Charles arrived in Brussels just before Waterloo. The Belgian city was crowded. General Dashwood and Lucy were there, as well as Donna Inez and her father. Charles was safe in one quarter, however, for Captain Powers and Inez were to be married. One day in a park, Lucy sat down alone to await her father. Hammersley came to her and asked hoarsely if he could ever hope for her hand. Although not meaning to eavesdrop, Charles heard Lucy dismiss Hammersley. Charles saw Lucy again at the ball, but she seemed as distant and cool as ever.

Charles became a special courier. In the discharge of his duties, he was captured by the French and thrown into prison. To his amazement, his cell mate was General Dashwood, condemned to die for having used spies against the French. St. Croix, a French officer whom Charles had befriended in Spain, offered to help him escape. Unselfishly, Charles let General Dashwood go in his place. Napoleon himself summoned Charles to an audience, and throughout the battle of Waterloo, he saw the action from the French lines. He was watching his chances, however, and when the French troops were scattered, he made his way back to the English lines.

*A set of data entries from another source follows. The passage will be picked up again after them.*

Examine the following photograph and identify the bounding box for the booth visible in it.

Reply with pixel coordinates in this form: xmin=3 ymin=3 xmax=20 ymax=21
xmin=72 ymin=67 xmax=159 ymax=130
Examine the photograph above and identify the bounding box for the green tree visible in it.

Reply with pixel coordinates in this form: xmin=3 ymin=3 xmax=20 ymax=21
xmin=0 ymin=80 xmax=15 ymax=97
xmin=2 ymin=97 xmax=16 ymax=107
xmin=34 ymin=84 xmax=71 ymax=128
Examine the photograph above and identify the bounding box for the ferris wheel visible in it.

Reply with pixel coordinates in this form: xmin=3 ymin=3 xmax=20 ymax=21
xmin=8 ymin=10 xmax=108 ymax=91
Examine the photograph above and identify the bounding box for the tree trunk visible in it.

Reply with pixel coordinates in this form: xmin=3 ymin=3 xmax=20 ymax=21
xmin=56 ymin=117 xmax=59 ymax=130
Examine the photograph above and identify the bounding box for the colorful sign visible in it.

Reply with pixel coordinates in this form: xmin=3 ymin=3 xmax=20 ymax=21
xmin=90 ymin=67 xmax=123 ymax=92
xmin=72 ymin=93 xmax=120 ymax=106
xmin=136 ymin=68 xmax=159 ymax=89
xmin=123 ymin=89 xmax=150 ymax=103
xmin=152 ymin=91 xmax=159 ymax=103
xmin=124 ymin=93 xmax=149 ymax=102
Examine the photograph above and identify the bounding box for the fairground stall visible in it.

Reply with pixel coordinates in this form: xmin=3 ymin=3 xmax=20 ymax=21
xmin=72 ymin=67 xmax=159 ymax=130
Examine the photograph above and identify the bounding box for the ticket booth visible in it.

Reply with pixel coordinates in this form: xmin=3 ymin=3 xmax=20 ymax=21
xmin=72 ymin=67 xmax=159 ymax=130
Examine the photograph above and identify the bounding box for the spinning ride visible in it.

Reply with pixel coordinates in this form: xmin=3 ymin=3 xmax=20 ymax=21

After Charles’s heroic action in saving her father from execution, Lucy could no longer refuse him. Charles and Lucy went back to Galway to stay, and the Irish tenantry bared their heads in welcome to the new mistress of O’Malley Castle.

Critical Evaluation:

CHARLES O’MALLEY portrays a world that existed for very few people, if, indeed, it existed at all. It is a romantic and adventurous world shown in the novel, one in which honor rises above all other considerations: honor in the hunt, in battle, in politics, and in love. If necessary, duels will be fought to preserve this honor. The code can never be broken without losing caste, and the “fair sex” must be worshiped and, at all times, protected. The characters in the novel have a multitude of eccentricities of personality and behavior but hold conventional values and are redeemed by conventional virtues. Only in such a romantic never-never land could the protagonist’s life be determined by the casual word of a girl (when Lucy remarks that any man worth noticing should be a dragoon).

The narrative contains numerous anecdotes; many have little to do directly with the plot but are often amusing. Much of the humor relies on exaggerated personality quirks or on outlandish behavior, but the customs and habits of the Irish come in for a good share of humorous play, particularly the subjects of death, wakes, and drinking. The accounts of Irish electioneering at the beginning of the nineteenth century are interesting and often possess a more unforced and natural humor than many of the other tales. However, Charles Lever is not a satirist at heart. He ridicules rather than satirizes people and positions, as with Sir Harry Boyle, the “well-known member of the Irish House of Commons” who has so got into the “habit of making bulls that I can’t write sense when I want it.”

This thousand-page novel is the kind of book that once was read aloud by the fire to pass away long evenings. Today, readers would be less patient with its rambling and not always witty digressions. Many nuggets of rich and genuine humor and innocent gaiety, nevertheless, are buried in the book. Charles is a naive hero, and, in many respects, an Irish cousin of Tom Jones; he is infectiously likable, whatever his mistakes. It is no surprise to the reader that he seems to spend a great part of his time rescuing the beautiful Lucy, or that, in the end, they are married. Anything can happen in such a romantic world, even a personal summons from Napoleon and permission to watch the battle of Waterloo from the French side.